You would be the head of the New York City schools system, according to the actual chief - Schools Chancellor Harold Levy, who addressed more than 200 business leaders at a Queens Chamber of Commerce luncheon Tuesday focusing on education.
The business analogy was a familiar one for Levy, who delivered a similar message to members of the Long Island City Business Development Corporation earlier this month.
By comparing the city schools system to a corporation with employees (teachers), a management structure (principals and superintendents), and a product (student performance), Levy implored the borough's business community to spend a few moments in his shoes as a chancellor who has become known for cutting bureaucracy and improving efficiency at the Board of Education.
"Imagine if you're going into a business and you're going in the door and of the 78,000 employees you have, 11,000 can't do the job," Levy said. "That's what we've got."
Some 11,000 uncertified teachers are in the system, Levy said, and 300 of the city's 1,110 school principals have fewer than two years' experience.
As former director of global compliance for Citicorp, Levy said it was hard to imagine running a company in such a manner.
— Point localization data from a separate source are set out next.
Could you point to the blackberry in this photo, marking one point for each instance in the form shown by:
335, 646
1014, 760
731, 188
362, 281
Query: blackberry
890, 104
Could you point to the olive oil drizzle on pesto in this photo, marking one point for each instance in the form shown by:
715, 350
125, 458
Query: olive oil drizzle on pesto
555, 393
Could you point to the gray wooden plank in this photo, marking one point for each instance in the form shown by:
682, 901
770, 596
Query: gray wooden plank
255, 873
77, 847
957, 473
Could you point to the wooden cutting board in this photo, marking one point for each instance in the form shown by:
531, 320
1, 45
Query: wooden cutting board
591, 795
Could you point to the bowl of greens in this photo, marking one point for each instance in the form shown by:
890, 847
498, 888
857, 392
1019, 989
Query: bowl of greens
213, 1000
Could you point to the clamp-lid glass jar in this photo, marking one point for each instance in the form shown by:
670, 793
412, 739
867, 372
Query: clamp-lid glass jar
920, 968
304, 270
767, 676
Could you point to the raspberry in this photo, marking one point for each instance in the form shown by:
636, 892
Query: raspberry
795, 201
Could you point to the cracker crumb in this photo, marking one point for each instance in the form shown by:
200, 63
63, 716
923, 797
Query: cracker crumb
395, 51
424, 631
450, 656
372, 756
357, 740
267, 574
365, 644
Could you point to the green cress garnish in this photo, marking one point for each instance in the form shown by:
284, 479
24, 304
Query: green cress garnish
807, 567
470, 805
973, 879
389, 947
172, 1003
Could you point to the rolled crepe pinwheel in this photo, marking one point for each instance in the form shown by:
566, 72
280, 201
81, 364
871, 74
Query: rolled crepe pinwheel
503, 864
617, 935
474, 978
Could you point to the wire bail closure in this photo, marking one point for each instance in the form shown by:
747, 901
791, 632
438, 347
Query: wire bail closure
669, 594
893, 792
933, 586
But as chancellor, he urged the business community to become involved with schools by forging partnerships, creating internships, and providing a mentorship role for principals, whom he said were the equivalent of the heads of mini-corporations running on a tight budget.
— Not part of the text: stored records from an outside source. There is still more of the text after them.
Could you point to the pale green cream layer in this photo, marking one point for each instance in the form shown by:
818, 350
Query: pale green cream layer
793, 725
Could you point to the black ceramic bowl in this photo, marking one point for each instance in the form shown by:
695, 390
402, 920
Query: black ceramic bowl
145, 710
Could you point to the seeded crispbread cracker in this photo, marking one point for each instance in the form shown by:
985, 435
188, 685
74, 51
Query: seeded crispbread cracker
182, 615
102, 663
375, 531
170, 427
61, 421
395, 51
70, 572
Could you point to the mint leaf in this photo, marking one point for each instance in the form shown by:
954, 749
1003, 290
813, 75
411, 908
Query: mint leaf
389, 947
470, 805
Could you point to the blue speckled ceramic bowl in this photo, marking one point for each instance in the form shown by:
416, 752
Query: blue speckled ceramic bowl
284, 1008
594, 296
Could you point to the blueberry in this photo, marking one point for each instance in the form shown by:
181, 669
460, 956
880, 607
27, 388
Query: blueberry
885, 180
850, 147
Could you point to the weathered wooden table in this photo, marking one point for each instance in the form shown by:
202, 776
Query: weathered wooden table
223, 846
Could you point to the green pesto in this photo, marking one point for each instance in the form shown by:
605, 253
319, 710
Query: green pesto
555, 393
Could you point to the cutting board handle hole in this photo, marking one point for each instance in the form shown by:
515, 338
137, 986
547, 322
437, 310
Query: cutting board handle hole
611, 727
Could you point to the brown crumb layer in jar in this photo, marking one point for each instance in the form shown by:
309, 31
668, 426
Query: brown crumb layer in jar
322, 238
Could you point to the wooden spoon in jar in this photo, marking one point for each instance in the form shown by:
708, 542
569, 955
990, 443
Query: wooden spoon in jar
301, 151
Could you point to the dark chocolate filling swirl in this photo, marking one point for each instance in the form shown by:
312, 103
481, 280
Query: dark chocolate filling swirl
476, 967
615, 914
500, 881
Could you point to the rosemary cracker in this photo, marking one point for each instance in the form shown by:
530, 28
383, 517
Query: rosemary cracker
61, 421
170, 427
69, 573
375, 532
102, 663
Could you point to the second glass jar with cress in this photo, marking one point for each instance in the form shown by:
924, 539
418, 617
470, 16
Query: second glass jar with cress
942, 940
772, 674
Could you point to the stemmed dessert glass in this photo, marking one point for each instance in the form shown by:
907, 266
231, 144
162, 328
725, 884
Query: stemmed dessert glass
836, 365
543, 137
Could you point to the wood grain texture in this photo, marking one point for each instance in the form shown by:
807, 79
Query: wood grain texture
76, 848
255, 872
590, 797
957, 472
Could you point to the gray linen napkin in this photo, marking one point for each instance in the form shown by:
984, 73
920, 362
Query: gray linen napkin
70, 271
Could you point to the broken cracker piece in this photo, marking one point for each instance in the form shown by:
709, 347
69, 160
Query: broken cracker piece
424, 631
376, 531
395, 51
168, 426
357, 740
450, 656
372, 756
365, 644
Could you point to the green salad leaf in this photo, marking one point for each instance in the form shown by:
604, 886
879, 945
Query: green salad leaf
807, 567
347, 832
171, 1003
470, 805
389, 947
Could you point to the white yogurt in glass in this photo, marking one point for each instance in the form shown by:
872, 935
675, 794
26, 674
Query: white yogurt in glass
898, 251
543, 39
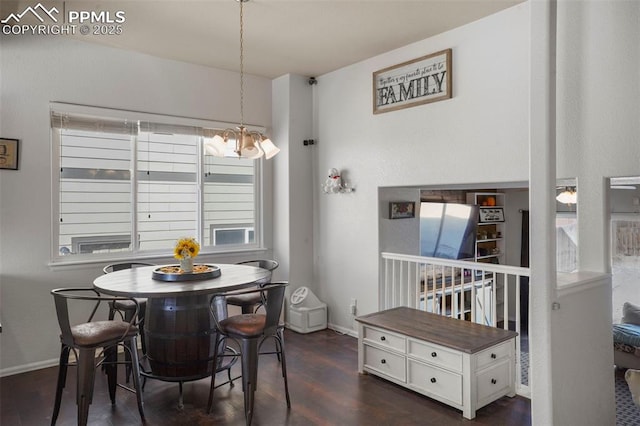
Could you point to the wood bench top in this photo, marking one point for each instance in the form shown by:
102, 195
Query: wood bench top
463, 336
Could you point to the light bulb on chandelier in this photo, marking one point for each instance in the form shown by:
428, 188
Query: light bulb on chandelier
247, 143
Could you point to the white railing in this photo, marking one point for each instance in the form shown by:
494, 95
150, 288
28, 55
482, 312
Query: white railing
484, 293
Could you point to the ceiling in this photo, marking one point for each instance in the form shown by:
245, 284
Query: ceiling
304, 37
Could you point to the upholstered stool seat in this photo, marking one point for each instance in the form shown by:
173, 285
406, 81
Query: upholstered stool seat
245, 325
100, 332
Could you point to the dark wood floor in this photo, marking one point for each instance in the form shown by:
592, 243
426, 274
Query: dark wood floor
325, 387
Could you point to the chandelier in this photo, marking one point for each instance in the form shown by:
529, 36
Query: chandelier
247, 143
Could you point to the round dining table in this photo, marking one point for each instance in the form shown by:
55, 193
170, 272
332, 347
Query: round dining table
179, 330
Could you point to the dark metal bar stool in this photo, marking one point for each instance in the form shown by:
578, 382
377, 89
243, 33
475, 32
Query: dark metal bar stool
250, 302
126, 308
250, 331
83, 339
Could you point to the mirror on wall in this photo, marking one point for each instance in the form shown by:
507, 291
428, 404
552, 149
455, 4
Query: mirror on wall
566, 225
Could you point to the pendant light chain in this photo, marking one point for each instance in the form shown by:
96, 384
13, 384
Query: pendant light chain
249, 144
241, 63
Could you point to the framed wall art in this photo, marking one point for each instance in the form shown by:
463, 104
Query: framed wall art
402, 209
416, 82
9, 149
491, 214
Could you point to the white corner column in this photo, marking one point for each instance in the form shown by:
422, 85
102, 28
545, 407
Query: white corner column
292, 119
542, 177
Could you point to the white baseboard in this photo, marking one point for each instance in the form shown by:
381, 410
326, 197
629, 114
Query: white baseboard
343, 330
25, 368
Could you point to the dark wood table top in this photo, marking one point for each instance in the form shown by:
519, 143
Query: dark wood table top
138, 282
463, 336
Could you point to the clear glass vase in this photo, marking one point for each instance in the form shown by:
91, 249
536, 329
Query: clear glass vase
186, 264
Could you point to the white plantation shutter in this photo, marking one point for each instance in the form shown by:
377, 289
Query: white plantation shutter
123, 184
"Think about ways you can get involved with the school down the block," he said.
As proof that his mission was to "rebuild legitimacy in the system," Levy used this year's summer school program as an example of how the system can work even in the face of low expectations.
He said 41 percent of those at the bottom tier of students in summer school - some of whom were barely reading by the fourth grade, all of whom would not make it to the next grade - were promoted after the five-week summer school program.
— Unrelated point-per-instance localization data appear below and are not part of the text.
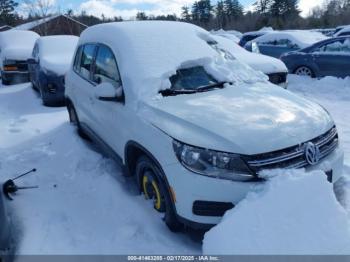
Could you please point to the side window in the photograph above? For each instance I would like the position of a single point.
(35, 52)
(106, 69)
(344, 34)
(86, 60)
(77, 59)
(339, 46)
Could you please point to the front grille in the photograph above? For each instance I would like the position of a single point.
(294, 157)
(278, 78)
(211, 209)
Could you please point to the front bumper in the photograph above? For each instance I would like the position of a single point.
(190, 188)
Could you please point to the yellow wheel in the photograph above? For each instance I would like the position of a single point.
(152, 191)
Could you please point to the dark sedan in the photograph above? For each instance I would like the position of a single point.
(51, 59)
(330, 57)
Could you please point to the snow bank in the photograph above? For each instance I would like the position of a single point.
(56, 52)
(293, 213)
(302, 38)
(149, 52)
(17, 44)
(259, 62)
(346, 29)
(330, 87)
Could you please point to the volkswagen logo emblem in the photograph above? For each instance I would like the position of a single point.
(312, 153)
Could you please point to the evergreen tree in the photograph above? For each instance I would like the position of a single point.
(7, 11)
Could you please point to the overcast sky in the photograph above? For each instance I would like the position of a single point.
(128, 8)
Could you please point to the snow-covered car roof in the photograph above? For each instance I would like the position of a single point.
(346, 29)
(56, 52)
(17, 44)
(301, 38)
(149, 52)
(227, 35)
(263, 63)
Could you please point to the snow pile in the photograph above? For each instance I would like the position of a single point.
(259, 62)
(333, 94)
(301, 38)
(149, 52)
(16, 44)
(227, 35)
(293, 213)
(346, 29)
(56, 52)
(330, 87)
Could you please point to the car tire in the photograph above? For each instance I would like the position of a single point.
(73, 119)
(304, 71)
(5, 82)
(147, 170)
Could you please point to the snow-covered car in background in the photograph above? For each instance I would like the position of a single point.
(249, 36)
(227, 35)
(51, 59)
(181, 117)
(5, 227)
(330, 57)
(274, 68)
(343, 32)
(15, 48)
(279, 42)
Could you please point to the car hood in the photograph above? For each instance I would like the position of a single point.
(56, 65)
(244, 119)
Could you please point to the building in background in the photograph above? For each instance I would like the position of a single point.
(54, 25)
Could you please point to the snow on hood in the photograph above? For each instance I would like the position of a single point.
(17, 44)
(56, 52)
(265, 64)
(149, 52)
(346, 29)
(294, 213)
(264, 114)
(302, 38)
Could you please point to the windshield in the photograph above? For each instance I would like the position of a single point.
(191, 79)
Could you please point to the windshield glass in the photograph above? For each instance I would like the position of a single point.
(191, 79)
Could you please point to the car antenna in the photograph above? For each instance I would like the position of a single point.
(10, 187)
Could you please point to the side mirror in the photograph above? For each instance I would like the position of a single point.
(107, 92)
(31, 61)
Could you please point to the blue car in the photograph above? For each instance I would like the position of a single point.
(51, 59)
(330, 57)
(278, 43)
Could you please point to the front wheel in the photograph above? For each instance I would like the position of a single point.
(154, 188)
(304, 71)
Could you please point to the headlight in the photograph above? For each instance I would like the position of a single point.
(213, 163)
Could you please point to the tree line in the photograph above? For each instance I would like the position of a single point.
(223, 14)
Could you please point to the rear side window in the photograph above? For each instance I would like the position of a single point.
(106, 68)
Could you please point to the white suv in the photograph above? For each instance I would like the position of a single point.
(190, 122)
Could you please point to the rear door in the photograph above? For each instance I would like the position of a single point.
(333, 58)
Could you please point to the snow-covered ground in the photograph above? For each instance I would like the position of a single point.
(84, 204)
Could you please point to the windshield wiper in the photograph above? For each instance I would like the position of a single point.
(174, 92)
(220, 85)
Far from a brilliant success, Levy said, "it was adequate, that's all. But it had results."
Levy's message seemed to resonate among members of the Queens chamber, who praised his ability to communicate clearly and his efforts to connect students with practical applications of their studies through links with the businesses they are being trained to work for.
Queens Chamber of Commerce President Joseph Farber said the business community welcomed the involvement in schools that Levy suggested. "We support these programs, we have these partnerships," he said.
Borough President Claire Shulman presented the chancellor with a wooden apple and a citation of honor from the borough of Queens.
Scott Kratchel, a College Point teen and student at Aviation High School's annex at Kennedy Airport, said his internship at Delta Airlines was proof that building partnerships with business interests can help students.
"You can be taught all the things in the world but when you actually do it, it's a whole different thing," he said.